And He was asking him, "What is your name?" And he said to Him, "My name is Multitude; for we are many."
At the request of many families* I’m uploading here my favorite short story ever. I first came to know it through Donna Haraway’s work. I kept seeing the reference – I think it’s the name of a chapter in Situated Knowledges, referenced somewhere in A Cyborg Manifesto, and appears a couple of times in her reader – and got to Varley’s sci-fi anthology with the same name.
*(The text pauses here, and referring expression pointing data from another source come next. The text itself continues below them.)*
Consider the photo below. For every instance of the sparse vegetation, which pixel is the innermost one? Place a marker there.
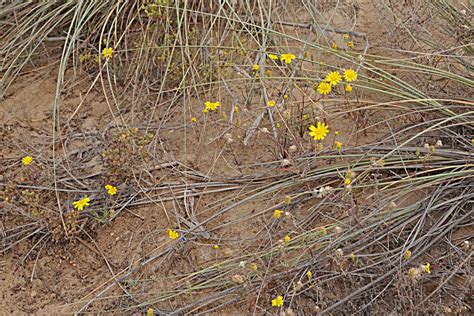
(293, 157)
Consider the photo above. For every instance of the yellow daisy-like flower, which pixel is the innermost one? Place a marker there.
(212, 106)
(427, 268)
(413, 273)
(111, 190)
(277, 213)
(272, 56)
(287, 58)
(108, 52)
(271, 103)
(407, 254)
(277, 301)
(172, 233)
(334, 77)
(27, 160)
(149, 312)
(324, 88)
(80, 204)
(350, 75)
(319, 131)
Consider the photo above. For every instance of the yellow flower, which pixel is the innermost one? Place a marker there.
(149, 312)
(111, 190)
(413, 273)
(287, 58)
(350, 75)
(334, 77)
(272, 56)
(108, 52)
(80, 204)
(253, 266)
(212, 106)
(407, 254)
(319, 131)
(427, 268)
(27, 160)
(323, 231)
(271, 103)
(278, 301)
(172, 233)
(324, 88)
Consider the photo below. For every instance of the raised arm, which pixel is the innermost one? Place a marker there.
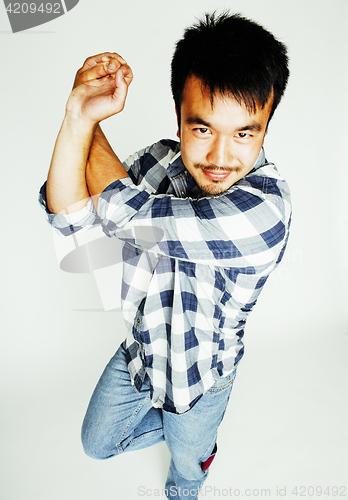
(99, 91)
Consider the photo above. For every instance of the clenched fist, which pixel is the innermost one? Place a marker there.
(100, 88)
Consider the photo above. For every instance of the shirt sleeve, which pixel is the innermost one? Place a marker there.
(67, 224)
(246, 227)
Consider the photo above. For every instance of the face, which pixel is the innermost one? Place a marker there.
(220, 143)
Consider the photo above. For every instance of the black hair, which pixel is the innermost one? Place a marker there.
(231, 55)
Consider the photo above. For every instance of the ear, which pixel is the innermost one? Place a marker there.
(178, 122)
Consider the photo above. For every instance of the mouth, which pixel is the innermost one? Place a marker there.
(217, 175)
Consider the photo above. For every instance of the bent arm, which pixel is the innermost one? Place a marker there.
(103, 166)
(100, 91)
(66, 182)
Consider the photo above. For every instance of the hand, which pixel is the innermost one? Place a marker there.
(100, 88)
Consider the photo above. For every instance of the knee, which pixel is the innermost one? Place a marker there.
(96, 445)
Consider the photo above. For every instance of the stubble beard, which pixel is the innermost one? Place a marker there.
(215, 187)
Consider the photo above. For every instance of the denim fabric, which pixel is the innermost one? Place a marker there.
(119, 419)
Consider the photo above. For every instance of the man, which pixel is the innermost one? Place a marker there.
(221, 214)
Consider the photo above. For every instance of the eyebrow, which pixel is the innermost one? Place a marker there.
(252, 127)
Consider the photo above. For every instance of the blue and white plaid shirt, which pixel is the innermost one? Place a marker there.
(193, 266)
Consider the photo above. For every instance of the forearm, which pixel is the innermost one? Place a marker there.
(103, 166)
(66, 182)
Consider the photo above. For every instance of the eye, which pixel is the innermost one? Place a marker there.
(202, 130)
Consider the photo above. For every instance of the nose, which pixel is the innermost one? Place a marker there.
(220, 153)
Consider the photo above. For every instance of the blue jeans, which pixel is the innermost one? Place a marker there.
(119, 419)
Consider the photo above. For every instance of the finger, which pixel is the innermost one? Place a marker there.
(99, 66)
(103, 57)
(98, 71)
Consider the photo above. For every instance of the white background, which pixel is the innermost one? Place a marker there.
(286, 424)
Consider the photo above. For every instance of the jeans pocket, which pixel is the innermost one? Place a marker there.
(223, 382)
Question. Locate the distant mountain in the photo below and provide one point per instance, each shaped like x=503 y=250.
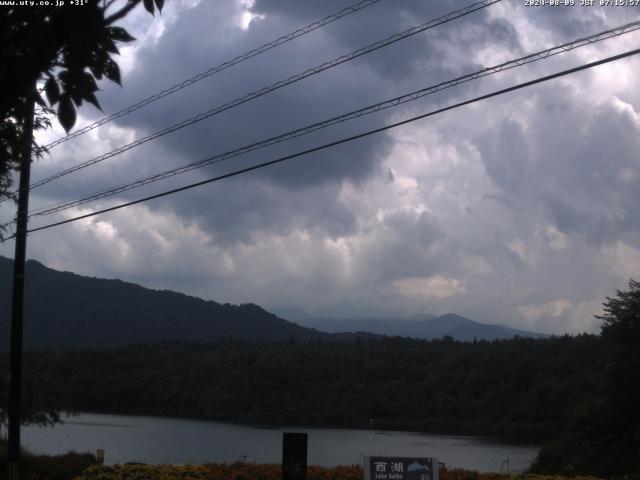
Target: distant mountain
x=63 y=309
x=424 y=326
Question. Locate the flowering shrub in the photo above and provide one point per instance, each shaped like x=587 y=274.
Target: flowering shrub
x=253 y=471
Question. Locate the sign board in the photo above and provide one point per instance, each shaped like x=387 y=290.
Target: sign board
x=400 y=468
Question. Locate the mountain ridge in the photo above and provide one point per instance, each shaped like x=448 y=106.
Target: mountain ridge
x=67 y=310
x=430 y=327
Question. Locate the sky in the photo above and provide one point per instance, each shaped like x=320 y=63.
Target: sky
x=521 y=209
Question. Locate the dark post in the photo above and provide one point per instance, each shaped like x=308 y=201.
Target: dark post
x=294 y=456
x=17 y=303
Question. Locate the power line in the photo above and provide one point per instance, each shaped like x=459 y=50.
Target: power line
x=258 y=93
x=344 y=140
x=219 y=68
x=540 y=55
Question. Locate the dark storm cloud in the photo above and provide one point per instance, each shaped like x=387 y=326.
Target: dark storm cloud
x=179 y=53
x=574 y=162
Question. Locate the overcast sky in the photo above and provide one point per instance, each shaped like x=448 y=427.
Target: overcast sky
x=522 y=209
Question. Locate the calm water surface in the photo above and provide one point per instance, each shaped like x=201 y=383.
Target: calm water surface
x=177 y=441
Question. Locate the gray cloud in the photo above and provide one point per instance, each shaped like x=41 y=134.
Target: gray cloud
x=518 y=210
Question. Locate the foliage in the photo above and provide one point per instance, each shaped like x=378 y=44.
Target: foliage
x=603 y=434
x=520 y=388
x=51 y=467
x=63 y=310
x=65 y=50
x=39 y=398
x=253 y=471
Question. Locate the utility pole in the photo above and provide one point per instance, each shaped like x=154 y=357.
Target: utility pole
x=17 y=303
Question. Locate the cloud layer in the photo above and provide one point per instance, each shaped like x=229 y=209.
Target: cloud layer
x=521 y=210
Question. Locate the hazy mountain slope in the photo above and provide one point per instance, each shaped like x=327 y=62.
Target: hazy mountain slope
x=426 y=327
x=63 y=309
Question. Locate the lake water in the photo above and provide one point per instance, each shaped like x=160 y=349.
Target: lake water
x=179 y=441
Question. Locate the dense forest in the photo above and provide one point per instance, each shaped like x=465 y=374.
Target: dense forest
x=579 y=395
x=520 y=388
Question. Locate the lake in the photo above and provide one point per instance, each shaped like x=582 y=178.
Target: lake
x=179 y=441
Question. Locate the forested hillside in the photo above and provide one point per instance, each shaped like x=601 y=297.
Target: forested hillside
x=64 y=310
x=519 y=388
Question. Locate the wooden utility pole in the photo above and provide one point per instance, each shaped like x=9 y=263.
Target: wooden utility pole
x=17 y=302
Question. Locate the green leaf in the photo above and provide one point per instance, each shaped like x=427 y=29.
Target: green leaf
x=112 y=71
x=119 y=34
x=52 y=90
x=39 y=100
x=148 y=4
x=66 y=113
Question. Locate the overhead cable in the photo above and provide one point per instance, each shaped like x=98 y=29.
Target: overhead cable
x=275 y=86
x=218 y=68
x=339 y=142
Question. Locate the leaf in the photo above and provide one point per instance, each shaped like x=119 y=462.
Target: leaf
x=38 y=99
x=119 y=34
x=66 y=113
x=110 y=46
x=112 y=71
x=148 y=4
x=52 y=90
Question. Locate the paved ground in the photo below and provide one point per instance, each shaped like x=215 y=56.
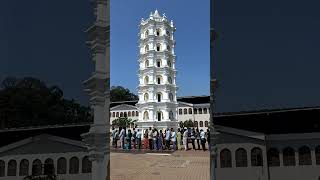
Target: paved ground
x=169 y=165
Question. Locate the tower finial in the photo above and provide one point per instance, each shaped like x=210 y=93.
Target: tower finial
x=156 y=13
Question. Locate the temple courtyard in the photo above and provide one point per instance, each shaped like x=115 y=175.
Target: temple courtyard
x=178 y=165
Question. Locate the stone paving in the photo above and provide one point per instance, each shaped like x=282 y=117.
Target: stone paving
x=178 y=165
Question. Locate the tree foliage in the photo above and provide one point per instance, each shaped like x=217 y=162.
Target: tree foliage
x=30 y=102
x=119 y=93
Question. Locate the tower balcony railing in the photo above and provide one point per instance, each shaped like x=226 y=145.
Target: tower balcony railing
x=154 y=69
x=153 y=38
x=152 y=53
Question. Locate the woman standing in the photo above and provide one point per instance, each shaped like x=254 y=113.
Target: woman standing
x=179 y=139
x=129 y=139
x=193 y=137
x=198 y=138
x=145 y=139
x=185 y=139
x=160 y=137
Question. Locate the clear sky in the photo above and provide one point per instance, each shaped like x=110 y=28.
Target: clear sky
x=192 y=20
x=267 y=54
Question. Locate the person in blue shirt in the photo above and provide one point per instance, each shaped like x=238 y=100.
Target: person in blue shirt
x=203 y=139
x=138 y=137
x=168 y=135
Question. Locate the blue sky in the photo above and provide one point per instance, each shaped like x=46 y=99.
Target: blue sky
x=192 y=20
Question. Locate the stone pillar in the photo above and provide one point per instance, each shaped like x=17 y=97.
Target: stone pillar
x=98 y=87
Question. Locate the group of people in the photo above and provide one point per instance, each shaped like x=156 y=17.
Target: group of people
x=154 y=139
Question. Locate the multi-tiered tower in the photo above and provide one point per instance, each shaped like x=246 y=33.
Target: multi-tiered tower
x=157 y=74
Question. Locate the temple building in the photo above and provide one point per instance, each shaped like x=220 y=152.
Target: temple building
x=157 y=105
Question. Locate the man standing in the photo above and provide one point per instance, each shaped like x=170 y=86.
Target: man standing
x=113 y=136
x=134 y=138
x=203 y=139
x=116 y=137
x=198 y=138
x=138 y=137
x=173 y=139
x=185 y=139
x=150 y=136
x=168 y=135
x=122 y=137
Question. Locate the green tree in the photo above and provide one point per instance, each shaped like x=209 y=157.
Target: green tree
x=119 y=93
x=29 y=101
Although the other stories are good, The Persistence of Vision – curiously the only one that cannot be considered science fiction per se – is just absolutely astounding, a mind-blowing fragment of fiction that opens the doors to new forms of relating with each other, of perceiving things around us and ourselves, of seeing the world. ‘Seeing’ might not be the best term… The Persistence of Vision is a first-person description of a wanderer who encounters a society inhabited and built solely by deaf and blind people.
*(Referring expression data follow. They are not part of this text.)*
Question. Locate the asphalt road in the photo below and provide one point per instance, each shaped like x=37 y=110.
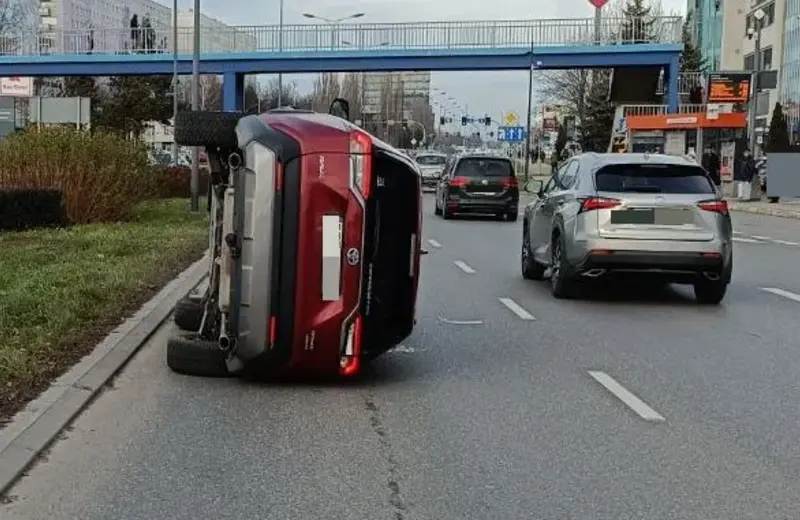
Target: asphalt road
x=488 y=411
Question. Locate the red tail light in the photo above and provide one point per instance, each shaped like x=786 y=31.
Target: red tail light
x=361 y=162
x=510 y=182
x=458 y=182
x=593 y=203
x=715 y=206
x=350 y=360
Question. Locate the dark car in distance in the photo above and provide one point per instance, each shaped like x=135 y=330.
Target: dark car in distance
x=478 y=184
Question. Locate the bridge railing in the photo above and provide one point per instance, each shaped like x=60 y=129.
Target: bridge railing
x=343 y=37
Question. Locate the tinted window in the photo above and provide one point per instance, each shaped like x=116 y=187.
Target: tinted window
x=653 y=178
x=430 y=160
x=484 y=167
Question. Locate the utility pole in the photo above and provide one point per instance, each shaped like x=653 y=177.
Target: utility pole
x=195 y=179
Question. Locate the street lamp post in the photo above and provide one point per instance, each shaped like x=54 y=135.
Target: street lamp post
x=280 y=49
x=195 y=179
x=174 y=80
x=333 y=22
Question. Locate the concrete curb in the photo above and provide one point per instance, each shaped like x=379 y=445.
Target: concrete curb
x=32 y=430
x=744 y=207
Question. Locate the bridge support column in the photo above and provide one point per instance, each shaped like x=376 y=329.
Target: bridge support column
x=673 y=90
x=232 y=92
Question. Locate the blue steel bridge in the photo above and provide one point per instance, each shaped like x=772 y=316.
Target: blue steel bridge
x=234 y=52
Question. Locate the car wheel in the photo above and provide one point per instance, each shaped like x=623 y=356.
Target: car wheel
x=188 y=313
x=531 y=269
x=193 y=356
x=561 y=284
x=710 y=292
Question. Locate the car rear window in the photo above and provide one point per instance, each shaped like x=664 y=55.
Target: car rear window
x=653 y=178
x=430 y=160
x=484 y=167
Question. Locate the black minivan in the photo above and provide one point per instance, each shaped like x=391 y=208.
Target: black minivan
x=479 y=184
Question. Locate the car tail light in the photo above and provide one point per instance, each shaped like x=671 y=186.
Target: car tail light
x=715 y=206
x=350 y=359
x=593 y=203
x=510 y=182
x=361 y=162
x=458 y=182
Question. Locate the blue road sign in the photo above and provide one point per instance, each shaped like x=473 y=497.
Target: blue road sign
x=512 y=134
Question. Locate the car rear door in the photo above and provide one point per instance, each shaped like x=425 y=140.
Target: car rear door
x=486 y=177
x=654 y=202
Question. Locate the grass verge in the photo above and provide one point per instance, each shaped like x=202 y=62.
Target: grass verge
x=62 y=291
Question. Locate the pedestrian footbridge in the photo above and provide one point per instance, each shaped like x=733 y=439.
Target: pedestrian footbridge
x=442 y=46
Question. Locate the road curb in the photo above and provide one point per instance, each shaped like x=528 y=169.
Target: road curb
x=761 y=210
x=32 y=430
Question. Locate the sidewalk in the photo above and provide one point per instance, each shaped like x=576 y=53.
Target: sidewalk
x=789 y=208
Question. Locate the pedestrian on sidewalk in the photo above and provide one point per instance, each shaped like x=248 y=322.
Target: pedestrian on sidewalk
x=744 y=175
x=710 y=161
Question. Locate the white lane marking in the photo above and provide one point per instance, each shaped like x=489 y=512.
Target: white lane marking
x=624 y=395
x=464 y=267
x=460 y=322
x=780 y=292
x=516 y=309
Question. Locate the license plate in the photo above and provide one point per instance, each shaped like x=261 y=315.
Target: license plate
x=633 y=216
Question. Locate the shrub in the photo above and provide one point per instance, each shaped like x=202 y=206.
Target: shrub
x=175 y=181
x=101 y=177
x=31 y=208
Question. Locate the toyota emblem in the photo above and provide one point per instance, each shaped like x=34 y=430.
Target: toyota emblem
x=353 y=256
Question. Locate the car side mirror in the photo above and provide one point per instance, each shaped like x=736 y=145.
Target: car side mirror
x=535 y=187
x=340 y=108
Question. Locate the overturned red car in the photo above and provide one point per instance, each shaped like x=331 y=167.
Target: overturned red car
x=314 y=244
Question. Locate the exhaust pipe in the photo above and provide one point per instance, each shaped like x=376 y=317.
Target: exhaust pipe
x=594 y=273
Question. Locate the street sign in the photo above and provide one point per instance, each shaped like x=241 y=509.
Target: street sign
x=512 y=134
x=511 y=118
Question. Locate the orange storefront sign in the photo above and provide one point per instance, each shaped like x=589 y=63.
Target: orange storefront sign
x=686 y=121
In the antipodes of José Saramago’s Essay on Blindness – another brilliant novel which tackles how vision persists and insists in shaping our cosmology, our relations and our language – TPV does not see (lol? blindness as being merely a negative attribute, a lack of vision. And although its main character is also a seeing/able-bodied person, TPV does not describe him as having some sort of advantage in comparison with the blind. Quite the opposite. By entering a world built by and for the deaf-bind, the ‘able-body’ becomes the ‘disabled’ one, and the narrator begins to find the richness of dethroning vision from the top of the the senses’ hierarchy. This, of course, allied with Varley’s hippie-influenced and highly speculative feminism and anti-racism.